December 16, 1994, Friday, Final Edition

Computerized graduate exam called easy mark

Rene Sanchez, Washington Post Staff Writer

The computer version of the Graduate Review Exam, which more than 100,000 prospective graduate school students take each year, will be shut down for a week this month because officials of the company that administers the test believe it may be too easy to cheat on.

Educational Testing Service, which gives millions of standardized tests each year to the nation's students, announced yesterday that it will not let anyone take the computer version of the GRE during the last week of December because the current program for the test may allow students -- or test-coaching companies -- to memorize and pass on questions. The company said it will spend that week revamping the exam's structure and content.

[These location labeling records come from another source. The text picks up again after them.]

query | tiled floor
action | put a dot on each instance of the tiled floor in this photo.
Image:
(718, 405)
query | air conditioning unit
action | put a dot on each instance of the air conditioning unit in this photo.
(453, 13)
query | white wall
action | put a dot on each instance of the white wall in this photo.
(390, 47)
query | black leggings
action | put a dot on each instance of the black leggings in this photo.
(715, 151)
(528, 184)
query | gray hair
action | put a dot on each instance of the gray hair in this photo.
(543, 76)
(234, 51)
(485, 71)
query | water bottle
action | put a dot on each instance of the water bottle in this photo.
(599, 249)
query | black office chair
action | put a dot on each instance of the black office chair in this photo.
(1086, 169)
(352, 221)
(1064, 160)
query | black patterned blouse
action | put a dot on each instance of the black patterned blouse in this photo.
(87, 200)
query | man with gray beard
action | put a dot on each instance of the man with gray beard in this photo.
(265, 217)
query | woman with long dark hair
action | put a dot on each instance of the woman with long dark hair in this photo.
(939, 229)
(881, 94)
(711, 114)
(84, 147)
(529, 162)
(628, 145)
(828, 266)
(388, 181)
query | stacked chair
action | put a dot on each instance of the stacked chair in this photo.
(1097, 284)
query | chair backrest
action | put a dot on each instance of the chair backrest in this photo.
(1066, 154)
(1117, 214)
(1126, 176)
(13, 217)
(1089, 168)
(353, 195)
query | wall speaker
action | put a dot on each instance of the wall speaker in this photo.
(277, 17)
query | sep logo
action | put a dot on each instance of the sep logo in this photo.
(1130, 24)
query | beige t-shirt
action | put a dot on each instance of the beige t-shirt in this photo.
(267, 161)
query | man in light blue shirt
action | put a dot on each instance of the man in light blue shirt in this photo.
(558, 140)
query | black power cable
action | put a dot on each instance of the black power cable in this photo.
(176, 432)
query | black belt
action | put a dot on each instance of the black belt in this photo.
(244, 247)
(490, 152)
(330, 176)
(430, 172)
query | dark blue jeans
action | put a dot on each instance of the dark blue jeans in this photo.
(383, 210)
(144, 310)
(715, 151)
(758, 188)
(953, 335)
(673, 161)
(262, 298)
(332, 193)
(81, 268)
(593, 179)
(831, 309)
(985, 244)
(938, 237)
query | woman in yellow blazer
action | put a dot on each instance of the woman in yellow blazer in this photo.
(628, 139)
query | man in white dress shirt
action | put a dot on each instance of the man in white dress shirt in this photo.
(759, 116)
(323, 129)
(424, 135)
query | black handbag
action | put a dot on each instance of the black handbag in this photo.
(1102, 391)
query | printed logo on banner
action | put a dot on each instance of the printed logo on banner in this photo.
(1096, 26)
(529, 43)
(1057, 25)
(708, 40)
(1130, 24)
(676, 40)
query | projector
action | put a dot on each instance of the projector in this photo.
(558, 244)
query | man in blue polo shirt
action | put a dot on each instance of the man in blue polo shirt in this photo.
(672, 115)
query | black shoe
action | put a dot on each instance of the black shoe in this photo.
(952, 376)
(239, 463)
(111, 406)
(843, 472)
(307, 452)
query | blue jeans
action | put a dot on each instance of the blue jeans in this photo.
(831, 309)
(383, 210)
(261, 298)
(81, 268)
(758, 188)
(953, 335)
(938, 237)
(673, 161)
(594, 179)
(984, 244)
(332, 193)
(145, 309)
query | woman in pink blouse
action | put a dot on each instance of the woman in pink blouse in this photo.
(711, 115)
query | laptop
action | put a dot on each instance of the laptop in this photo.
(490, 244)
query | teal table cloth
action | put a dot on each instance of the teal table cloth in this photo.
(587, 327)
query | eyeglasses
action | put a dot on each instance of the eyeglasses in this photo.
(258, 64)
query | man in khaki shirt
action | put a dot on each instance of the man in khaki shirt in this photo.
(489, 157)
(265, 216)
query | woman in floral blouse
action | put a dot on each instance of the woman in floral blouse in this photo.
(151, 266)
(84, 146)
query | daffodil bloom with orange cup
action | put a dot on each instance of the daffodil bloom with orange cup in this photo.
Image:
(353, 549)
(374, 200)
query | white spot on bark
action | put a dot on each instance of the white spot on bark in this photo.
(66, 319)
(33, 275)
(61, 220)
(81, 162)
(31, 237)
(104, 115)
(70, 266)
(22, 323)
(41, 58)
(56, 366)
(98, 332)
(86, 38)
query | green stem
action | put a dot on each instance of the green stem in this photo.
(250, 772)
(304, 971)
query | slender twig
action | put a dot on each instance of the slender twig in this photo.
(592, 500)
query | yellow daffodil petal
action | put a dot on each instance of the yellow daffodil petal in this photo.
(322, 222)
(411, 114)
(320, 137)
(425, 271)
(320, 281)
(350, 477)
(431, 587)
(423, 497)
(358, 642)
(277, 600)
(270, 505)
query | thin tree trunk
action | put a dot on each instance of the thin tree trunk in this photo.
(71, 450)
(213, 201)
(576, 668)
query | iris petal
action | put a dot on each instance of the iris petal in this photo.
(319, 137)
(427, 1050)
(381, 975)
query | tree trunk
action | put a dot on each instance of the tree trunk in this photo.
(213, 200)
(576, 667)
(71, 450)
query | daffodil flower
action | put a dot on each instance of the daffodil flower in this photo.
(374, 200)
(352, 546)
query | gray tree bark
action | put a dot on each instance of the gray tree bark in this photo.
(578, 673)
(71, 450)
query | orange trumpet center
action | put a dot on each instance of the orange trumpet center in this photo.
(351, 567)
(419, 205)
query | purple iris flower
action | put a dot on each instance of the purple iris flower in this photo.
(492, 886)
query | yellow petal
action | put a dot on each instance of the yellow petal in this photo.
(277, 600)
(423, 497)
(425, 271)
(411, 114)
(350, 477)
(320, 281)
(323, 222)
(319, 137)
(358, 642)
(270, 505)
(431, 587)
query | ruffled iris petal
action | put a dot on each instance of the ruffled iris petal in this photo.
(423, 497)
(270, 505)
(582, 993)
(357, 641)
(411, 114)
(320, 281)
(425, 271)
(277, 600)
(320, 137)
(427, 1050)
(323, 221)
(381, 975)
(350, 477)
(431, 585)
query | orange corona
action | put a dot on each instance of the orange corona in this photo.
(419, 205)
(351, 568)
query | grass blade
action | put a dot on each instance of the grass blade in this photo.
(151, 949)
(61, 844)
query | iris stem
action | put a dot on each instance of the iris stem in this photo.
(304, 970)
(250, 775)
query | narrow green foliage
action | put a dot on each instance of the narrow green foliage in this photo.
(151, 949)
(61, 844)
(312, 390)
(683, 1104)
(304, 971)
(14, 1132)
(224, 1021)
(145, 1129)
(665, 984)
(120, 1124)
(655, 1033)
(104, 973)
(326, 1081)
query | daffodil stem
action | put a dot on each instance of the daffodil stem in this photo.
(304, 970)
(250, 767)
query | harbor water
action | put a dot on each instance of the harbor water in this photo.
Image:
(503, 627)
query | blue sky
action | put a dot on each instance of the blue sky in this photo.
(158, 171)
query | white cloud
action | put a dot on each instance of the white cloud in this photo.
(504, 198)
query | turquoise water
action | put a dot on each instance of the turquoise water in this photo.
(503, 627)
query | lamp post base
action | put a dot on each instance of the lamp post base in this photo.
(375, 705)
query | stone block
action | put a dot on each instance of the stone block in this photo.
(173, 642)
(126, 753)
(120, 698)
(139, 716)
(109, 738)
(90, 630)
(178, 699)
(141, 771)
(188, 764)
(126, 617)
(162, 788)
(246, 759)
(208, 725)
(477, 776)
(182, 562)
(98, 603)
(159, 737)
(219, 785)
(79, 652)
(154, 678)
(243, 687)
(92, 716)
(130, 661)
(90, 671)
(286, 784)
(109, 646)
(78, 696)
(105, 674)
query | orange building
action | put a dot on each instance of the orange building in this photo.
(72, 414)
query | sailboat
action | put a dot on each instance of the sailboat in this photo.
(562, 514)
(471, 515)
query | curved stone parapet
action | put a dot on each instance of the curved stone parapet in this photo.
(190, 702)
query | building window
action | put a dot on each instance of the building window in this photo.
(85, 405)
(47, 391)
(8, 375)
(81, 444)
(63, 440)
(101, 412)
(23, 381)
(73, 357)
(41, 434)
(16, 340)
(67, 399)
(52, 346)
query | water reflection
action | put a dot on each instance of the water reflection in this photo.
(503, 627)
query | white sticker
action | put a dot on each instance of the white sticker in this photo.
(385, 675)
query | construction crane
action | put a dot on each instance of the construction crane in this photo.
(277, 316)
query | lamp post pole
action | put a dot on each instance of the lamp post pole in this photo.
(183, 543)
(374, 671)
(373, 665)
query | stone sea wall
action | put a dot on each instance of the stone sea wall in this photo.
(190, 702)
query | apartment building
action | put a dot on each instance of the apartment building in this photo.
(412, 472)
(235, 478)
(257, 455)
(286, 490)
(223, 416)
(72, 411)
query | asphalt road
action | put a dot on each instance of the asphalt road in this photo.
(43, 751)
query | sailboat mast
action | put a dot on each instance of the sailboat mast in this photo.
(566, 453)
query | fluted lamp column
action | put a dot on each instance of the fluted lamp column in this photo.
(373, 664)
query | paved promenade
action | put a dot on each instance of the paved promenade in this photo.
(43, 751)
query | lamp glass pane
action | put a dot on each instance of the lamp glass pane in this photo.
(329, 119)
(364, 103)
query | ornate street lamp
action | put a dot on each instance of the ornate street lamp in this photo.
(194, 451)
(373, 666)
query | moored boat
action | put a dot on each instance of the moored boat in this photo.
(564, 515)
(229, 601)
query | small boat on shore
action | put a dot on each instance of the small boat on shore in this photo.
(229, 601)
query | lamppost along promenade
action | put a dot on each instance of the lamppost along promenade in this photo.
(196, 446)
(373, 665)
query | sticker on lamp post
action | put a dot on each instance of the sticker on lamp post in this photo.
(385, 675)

The decision will directly affect only 1,000 test-takers who had been scheduled for that week, but it raises questions about the vulnerability of the computer exam. The GRE is used by graduate schools as one standard in accepting students.

Yesterday's move marked the first time the test had been suspended for security reasons since the company, in a revolutionary move, began administering the GRE by computer. About a half-million students take the exam each year, but until 1992 they had been able to do so only with pencils and paper. This version of the test is offered four times a year.

The computer version of the exam, however, is administered every day of the year at about 200 testing sites around the country. That makes it more susceptible to security breaches, testing specialists said.

Because the paper version of the exam is given so infrequently, it can be radically altered each time. That makes attempts to memorize large portions of it to pass along to others virtually useless. But because the computer version is offered every day, ETS programs a limited stock of questions into it. That stock does not necessarily change daily or even weekly, ETS officials said.

ETS officials said they decided to shelve the GRE temporarily after the Stanley H. Kaplan Educational Center, the nation's largest test-preparation firm, disclosed to them that it had acquired large portions of the computer exam. Kaplan is owned by The Washington Post Co.

"This is a wake-up call," said Jonathan Grayer, Kaplan's chief executive officer. "The computer version definitely poses more risks."

After hearing anecdotal evidence of GRE questions being passed along computer bulletin boards, Kaplan officials said that they attempted an experiment: They sent in 20 researchers over a few weeks to try to memorize questions, then compared notes and determined that they had seen many of the same ones.

"We're afraid that now that this kind of procedure is widely known, it could be widely taken advantage of," said Nancy Cole, the testing service's president. "We're adopting much more stringent procedures that will make this technique much tougher."

Grayer said Kaplan has turned in its research to ETS and has vowed not to use it in its test-preparation courses. ETS officials, meanwhile, said that when the GRE's computer version returns, its program will be greatly expanded and frequently changed.

"We've known this has been a potential problem," Cole said. "And we have been working to make it extremely difficult to compromise the security of the exam."

SERIES: Occasional

CORRECTION-DATE: December 17, 1994, Saturday, Final Edition

CORRECTION: The GRE was incorrectly identified in an article yesterday. Its correct name is the Graduate Record Exam.